What it helps prevent

  • Final-pay deadline violations from misclassified separations
  • Unemployment responses that contradict the personnel file
  • 'Resignations' that were really constructive discharges
  • Job abandonment labels applied to protected absences
  • Classification drift — the story changing between payroll, TWC, and the EEOC

What’s inside

  • Part 1 — Separation Snapshot
  • Part 2 — Classification Selector
  • Part 3 — Facts Supporting the Classification
  • Part 4 — Pressure Test
  • Part 5 — Consequences of the Classification
  • Part 6 — Classification Record

Before you process payroll, terminate, classify, deduct, or respond to a claim, get the decision reviewed.

Faulkner HR Solutions helps Texas employers, nonprofits, municipalities, and growing businesses fix the people systems behind recurring workplace problems. If this resource raised a risk flag, do not guess your way through the next step.

Frequently asked questions

The employee resigned when we told them they'd be fired.
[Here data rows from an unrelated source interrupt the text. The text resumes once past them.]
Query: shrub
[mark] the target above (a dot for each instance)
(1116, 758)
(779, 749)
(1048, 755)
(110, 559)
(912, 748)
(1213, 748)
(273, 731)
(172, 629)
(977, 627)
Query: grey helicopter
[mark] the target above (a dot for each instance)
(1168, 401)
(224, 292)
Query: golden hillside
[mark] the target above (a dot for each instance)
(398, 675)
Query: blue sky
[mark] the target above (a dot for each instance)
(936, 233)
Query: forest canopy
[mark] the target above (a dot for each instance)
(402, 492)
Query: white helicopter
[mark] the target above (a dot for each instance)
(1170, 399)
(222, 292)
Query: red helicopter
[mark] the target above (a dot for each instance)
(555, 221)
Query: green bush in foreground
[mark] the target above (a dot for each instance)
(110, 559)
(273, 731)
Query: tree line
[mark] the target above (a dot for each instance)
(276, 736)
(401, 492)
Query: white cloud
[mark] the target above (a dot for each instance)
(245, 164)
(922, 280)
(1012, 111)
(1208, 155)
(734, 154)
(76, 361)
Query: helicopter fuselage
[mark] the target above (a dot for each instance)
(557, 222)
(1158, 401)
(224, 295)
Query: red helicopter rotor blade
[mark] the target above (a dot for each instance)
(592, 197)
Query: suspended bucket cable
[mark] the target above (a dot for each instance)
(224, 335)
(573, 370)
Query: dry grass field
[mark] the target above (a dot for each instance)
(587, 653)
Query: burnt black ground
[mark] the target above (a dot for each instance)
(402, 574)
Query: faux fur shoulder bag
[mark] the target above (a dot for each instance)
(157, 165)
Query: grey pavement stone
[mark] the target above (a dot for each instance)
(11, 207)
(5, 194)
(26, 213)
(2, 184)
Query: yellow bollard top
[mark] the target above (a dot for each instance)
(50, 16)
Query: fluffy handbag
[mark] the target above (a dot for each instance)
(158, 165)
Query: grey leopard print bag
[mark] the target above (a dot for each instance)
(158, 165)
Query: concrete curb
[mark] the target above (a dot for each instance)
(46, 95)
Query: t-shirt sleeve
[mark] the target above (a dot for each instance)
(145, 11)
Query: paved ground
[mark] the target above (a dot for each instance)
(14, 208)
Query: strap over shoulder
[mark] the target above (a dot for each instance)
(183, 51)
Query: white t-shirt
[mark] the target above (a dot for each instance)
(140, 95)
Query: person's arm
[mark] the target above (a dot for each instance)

Quit or discharge?
On paper it's a resignation; functionally, agencies often treat resignation-in-lieu-of-termination as a discharge — and if you contest their unemployment as a 'voluntary quit,' the optics are poor. The pressure test in Part 4 surfaces exactly this pattern so you classify it with eyes open.
Why does classification change the final-pay deadline in Texas?
The Texas Payday Law gives discharged employees final wages by the sixth calendar day, while employees who quit wait until the next regular payday. Misclassify the separation and you can miss a statutory deadline without realizing it.
What is constructive discharge?
A resignation forced by working conditions so intolerable a reasonable person would feel compelled to quit — treated legally as a discharge. If the resignation followed demotion threats, harassment, or targeted schedule punishment, the 'quit' label may not survive scrutiny.
Does 'mutual agreement' help us?
Only when it's real — a genuinely negotiated exit with documented terms. Used as a euphemism for a firing, it just adds inconsistency between what the file says and what everyone will testify actually happened.
Disclaimer. This resource is provided for general employer education and planning purposes. It is not legal advice and does not create an attorney-client relationship. Employment laws, agency guidance, and local requirements may change. Employers should review the facts of each situation before acting and consult appropriate HR or legal counsel when needed.